BeritaTrend.id|– Labura — Di balik klaim sebagai “kebun pribadi”, ratusan hektare sawit di Desa Sono Martani, Kecamatan Kualuh Hulu, Kabupaten Labuhanbatu Utara, menyisakan tanda tanya besar.
Tim investigasi Aliansi Masyarakat Peduli Agraria Sumatera Utara (AMPASU) menemukan indikasi kuat aktivitas perkebunan yang diduga masuk kawasan hutan negara—tanpa kejelasan izin dan status hukum.
Penelusuran lapangan, Sabtu (31/1/2026), memperlihatkan dua palang pengamanan berlapis menuju areal kebun.
Pos jaga berdiri permanen, jalan produksi aktif, serta puluhan rumah karyawan berderet di dalam area yang disebut-sebut “bukan perusahaan”.
Akses yang tertutup ini kontras dengan absennya dokumen legal di lapangan.
Humas kebun, Ageng Prawira, menyebut kebun tersebut milik pribadi seorang pengusaha berinisial Abak.
Luas lahan diklaim “tak sampai 700 hektare” dengan produksi dua truk buah sawit per hari.
Namun saat ditanya soal izin pelepasan kawasan hutan, HGU, pajak, retribusi daerah, hingga penggunaan air tanah, jawaban berhenti di satu kalimat: tidak tahu.
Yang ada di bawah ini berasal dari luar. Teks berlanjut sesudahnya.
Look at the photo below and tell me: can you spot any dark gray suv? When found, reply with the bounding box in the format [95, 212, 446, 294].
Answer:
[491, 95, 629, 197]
“Kalau soal perizinan, nanti saja tanyakan ke manajer,” ujar Ageng, sembari menyebut manajemen sedang berada di luar kota.
Kantor kebun kosong. Dokumen tak ada. Klarifikasi tertunda.
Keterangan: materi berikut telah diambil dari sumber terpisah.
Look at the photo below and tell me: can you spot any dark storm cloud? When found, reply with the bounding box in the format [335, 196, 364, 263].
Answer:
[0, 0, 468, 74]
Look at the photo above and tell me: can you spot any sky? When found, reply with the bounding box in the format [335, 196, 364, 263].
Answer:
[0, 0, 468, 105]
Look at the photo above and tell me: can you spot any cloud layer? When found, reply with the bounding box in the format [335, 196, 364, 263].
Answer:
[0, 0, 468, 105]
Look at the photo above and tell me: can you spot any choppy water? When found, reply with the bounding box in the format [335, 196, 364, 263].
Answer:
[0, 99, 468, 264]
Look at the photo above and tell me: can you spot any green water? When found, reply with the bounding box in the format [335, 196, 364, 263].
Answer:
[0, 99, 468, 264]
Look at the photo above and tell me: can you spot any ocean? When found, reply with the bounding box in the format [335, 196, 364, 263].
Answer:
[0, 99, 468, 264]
Upaya konfirmasi kepada Kepala Desa Sono Martani, Safrudin SE, terkait legalitas kebun dan kontribusinya terhadap desa juga buntu.
Hingga berita ini diterbitkan, tak satu pun keterangan resmi disampaikan. Sunyi aparat desa menambah panjang daftar pertanyaan publik.
AMPASU menilai kasus ini bukan insiden tunggal.
Labura disebut sebagai kantong konflik agraria, tempat kebun sawit—baik perusahaan maupun milik pribadi—tumbuh di atas kawasan hutan tanpa izin Kementerian Lingkungan Hidup dan Kehutanan serta ATR/BPN.
“Kami mencium praktik pembiaran. Jika bukti lapangan menguat, laporan resmi akan kami ajukan ke Satgas Penegakan Hukum Kawasan Hutan di Jakarta,” tegas Ketua AMPASU.
Pertanyaannya kini sederhana namun mendasar: jika benar kebun ini legal, mengapa izin tak bisa ditunjukkan? Dan jika berada di kawasan hutan, siapa yang selama ini menutup mata?